Sexting = sending sexual innuendos over text

Have you ever gotten turned on by just reading a text? Trust me, sexting is not only an art, but a skill. First, you need to be sure that this type of text will be accepted—starting off with flirtatious text messages and slowly building to small sexual innuendos. Once you have received the "green light" that the person your texting is into sexting—then, and only then, do you continue to build. Think of sexting like the ratings of a movie—you didn't just jump into seeing a rated R movie. First you checked out a PG, then PG-13 and then R. You built up your desire. Most people want to experience light foreplay and then heavy before jumping into sex—sexting is the same way.

But, don't get swept up in the heat of the moment! If the person you are sexting is not responding, you have gone too far and possibly out of their comfort zone. There is a huge difference between sending vulgar or crude text messages versus sending a sexy text message. If sexting is done right and with the right person (chemistry as well as a sexual attraction is imperative), you will create an intense euphoria that will ignite a mutual desire. Most women don't want a sexual text from someone they haven't even kissed or possibly seen naked. And even if you have been intimate, it's important to make sure that the person is still interested and open to receiving a sexual text.

The best sexual messages are the ones that are built on—pulling you in wanting to read more with every text you receive.

"I can't stop thinking about you..."
"What are you thinking?"
"Just thinking about kissing you."
"I like hearing that."
"I want your body on mine."
"That sounds nice."
"I could run my hands all over your body."
"You're turning me on."
"I want to kiss and touch every inch of you."
"I've got to see you right now."

Unfortunately, not everyone knows how to sext (and timing is everything). If you have never kissed, fooled around or had sex with the person you are sexting, then sexting can be inappropriate. And sending a picture of your "full monty"—a definite no, no unless you're prepared for it to make its rounds on the Internet. A tease can be nice—guys without their shirts on and ladies in sexy lingerie—however, the intimate relationship needs to already be established. Let the first time someone sees you fully naked be in person—it will have more meaning.

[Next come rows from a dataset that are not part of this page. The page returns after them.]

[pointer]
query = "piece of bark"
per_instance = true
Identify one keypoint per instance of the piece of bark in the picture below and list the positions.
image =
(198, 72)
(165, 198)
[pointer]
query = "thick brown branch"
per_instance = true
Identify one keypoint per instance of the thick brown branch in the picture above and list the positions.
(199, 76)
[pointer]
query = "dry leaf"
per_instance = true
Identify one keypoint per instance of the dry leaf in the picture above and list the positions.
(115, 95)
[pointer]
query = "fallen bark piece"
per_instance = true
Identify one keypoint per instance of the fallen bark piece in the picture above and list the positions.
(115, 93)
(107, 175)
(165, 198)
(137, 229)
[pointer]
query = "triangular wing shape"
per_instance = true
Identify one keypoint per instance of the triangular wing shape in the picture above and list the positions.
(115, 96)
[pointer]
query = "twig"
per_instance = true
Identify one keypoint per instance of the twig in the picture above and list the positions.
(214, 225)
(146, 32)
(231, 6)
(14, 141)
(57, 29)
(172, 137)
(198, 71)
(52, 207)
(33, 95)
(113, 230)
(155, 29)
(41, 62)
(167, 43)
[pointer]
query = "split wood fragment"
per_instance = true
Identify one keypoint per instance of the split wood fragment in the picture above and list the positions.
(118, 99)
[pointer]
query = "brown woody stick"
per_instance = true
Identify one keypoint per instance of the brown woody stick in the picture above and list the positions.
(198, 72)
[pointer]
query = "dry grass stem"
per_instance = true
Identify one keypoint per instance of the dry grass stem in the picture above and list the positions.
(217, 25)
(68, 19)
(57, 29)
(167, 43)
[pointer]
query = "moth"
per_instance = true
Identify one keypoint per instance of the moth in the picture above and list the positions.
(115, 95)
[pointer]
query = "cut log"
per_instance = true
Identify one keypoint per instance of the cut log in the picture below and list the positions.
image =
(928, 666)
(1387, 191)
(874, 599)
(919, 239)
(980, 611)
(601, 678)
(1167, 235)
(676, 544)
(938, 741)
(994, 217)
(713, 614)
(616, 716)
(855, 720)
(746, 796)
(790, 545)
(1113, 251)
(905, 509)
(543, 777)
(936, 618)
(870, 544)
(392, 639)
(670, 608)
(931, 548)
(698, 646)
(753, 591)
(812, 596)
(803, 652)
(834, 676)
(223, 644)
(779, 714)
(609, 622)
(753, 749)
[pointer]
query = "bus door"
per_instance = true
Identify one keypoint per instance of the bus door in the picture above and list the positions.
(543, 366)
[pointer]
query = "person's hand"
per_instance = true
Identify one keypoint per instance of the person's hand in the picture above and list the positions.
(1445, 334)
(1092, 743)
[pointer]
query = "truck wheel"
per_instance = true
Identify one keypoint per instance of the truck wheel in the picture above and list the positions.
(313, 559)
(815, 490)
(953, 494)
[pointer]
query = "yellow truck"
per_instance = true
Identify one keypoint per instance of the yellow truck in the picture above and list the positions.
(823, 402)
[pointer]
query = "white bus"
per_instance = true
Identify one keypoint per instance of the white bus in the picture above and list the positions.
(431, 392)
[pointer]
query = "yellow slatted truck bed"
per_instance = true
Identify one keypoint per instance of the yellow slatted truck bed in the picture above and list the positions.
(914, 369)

Sexting is an art—you either will make the person receiving the text want you more, want to read more, or it will be a complete sexual repellent.

No one likes someone who rushes into sexting too quickly. I had a guy who I hadn't become intimate with text me how sexy I am (which is nice to hear), then he proceeded to tell me how he wanted to kiss me (my heart raced a little since I was definitely attracted to him)—and then Bam! Two seconds later he's texting how he wants to send me inappropriate photos and have me watch him do inappropriate things to himself...Really? He went from intriguing me to disgusting me. Going from 0 to 60 too quickly is a major turnoff.

The important thing about sexting is that the build up is key. Slowly opening the communication by describing what you want to do without being vulgar or disrespectful is crucial. No one likes to feel as though you only see them as a sexual object or only want to slam-bam-thank-you-ma'am, so don't have every text be sexual. The best sexting is when you're not only getting hot and bothered, but are also feeling that the person genuinely cares about you—asking how you are and wanting to know personal things about you.

Know this—getting turned-on by a text is one thing, actual follow through is another. Some people are ready to act on their sexting, while for others it may just be "text-talk." There's no right or wrong—just make sure you're both on the same page, so that sexual frustration doesn't manifest or become an issue.

Bottom line, if sexting is not for you (and the conversation is being steered that way), then make sure you are upfront right away—let the person you're texting know that you are not the sexting type. However, if you have a risqué side, then sexting just might be for you.